Vamos ahora a suponer, además, que soy un capitalista avispado y me proveo de un conjunto de nuevos métodos tecnológicos que permiten que cada uno de mis trabajadores, en lugar de producir una camisa a la hora, produzca 2 camisas. Mis trabajadores son ahora más productivos que los de los demás capitalistas, porque así como esos trabajadores siguen necesitando una hora para producir una camisa, los míos producen una camisa en media hora. Es decir, producen lo mismo que el resto en la mitad del tiempo de trabajo

Éste es el momento en que uno se pregunta –dichosa ingenuidad– por qué, ante tales nuevas circunstancias, yo, como capitalista, no tomo la decisión de reducir la jornada de trabajo de mis trabajadores a 4 horas para que continúen produciendo sus 8 camisas al día y yo siga ganando mis 20 euros de plusvalía por trabajador. Pero no es así como yo puedo actuar en mi condición de capitalista. Más bien, ya me estoy frotando las manos pensando en que ahora mi plusvalía, es decir, aquello que voy a ganar por las horas de trabajo que no pago a mis doblemente productivos trabajadores, se ha incrementado significativamente. En concreto, si los costes de producción de las camisas permanecen invariables –planteémoslo así por simplificar– y sigo pagando a mis trabajadores los 60 euros diarios que necesitan, un sencillo cálculo me revelará que mis beneficios van a ascender de 20 a 100 euros al día por cada jornada de trabajo de cada uno de mis trabajadores (1, véase al final del post). No está mal, ¿no? 

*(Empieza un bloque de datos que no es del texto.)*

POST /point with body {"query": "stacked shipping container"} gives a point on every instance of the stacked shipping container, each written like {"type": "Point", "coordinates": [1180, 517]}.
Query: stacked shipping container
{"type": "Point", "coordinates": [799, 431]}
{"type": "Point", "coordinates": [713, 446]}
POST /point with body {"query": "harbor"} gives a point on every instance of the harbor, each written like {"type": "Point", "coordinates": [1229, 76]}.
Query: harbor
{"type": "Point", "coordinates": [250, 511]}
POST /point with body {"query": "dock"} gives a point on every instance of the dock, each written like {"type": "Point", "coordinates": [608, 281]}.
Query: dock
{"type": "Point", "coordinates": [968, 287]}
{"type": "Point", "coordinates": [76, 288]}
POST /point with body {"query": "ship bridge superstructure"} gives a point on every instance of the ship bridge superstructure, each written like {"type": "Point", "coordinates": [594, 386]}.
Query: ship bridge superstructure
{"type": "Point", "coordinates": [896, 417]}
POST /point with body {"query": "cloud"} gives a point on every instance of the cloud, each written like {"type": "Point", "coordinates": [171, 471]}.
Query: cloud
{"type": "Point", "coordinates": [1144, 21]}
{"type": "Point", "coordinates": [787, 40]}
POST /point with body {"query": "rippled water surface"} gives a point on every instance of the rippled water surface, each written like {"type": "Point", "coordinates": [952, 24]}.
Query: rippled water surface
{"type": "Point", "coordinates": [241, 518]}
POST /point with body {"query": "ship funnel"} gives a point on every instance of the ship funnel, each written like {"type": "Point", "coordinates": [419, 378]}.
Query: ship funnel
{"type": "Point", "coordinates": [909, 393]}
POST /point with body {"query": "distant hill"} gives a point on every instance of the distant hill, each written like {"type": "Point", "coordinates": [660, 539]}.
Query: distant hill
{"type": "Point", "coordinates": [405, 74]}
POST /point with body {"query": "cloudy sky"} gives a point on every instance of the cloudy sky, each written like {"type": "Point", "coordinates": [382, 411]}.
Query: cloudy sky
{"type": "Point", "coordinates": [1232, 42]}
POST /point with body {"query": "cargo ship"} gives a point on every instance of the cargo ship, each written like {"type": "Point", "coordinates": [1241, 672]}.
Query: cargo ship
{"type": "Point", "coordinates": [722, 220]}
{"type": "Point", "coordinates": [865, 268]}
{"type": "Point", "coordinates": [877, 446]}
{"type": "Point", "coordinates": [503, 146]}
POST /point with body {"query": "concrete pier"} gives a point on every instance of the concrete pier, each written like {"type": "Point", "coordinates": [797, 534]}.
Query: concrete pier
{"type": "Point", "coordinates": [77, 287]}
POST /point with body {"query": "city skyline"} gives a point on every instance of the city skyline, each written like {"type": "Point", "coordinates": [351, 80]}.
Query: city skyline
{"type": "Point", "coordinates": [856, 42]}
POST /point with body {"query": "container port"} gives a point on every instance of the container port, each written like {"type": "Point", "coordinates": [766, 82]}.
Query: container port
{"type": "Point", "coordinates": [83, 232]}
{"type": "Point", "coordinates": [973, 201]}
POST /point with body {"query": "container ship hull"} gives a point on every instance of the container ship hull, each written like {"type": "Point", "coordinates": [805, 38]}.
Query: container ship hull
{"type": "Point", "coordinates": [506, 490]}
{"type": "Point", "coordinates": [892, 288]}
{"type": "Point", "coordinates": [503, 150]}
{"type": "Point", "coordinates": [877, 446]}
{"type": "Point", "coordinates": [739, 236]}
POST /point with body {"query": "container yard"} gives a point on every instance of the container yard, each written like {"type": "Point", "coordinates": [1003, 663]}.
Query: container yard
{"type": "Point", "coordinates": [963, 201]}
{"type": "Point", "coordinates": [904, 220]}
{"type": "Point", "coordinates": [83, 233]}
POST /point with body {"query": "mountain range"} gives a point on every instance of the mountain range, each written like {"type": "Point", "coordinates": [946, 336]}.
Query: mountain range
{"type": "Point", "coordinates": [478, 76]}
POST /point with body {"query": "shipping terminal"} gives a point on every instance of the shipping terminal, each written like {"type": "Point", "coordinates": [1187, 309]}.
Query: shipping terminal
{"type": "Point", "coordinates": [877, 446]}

No obstante, esta mayor productividad de mis trabajadores me enfrenta a un pequeño problema: ¿cómo podré colocar en el mercado 16 camisas/día/trabajador donde antes colocaba 8, para así amortizar mis gastos de producción? La respuesta, en principio, es bastante sencilla: puedo bajar el precio de cada camisa para atraer a más compradores. Si en el mercado las camisas valen 20 euros, puedo optar por venderlas, por ejemplo, a 18 euros. Es cierto que entonces mi plusvalía descenderá un tanto. Repitiendo los cálculos de antes, concluyo que ganaré 68 euros al día por el trabajo de cada trabajador (2). Bien, no son los 100 euros que podría ganar de vender las camisas a 20 euros, pero siguen siendo bastantes más euros que los primeros 20 que ganaba por trabajador cuando éstos eran menos productivos. 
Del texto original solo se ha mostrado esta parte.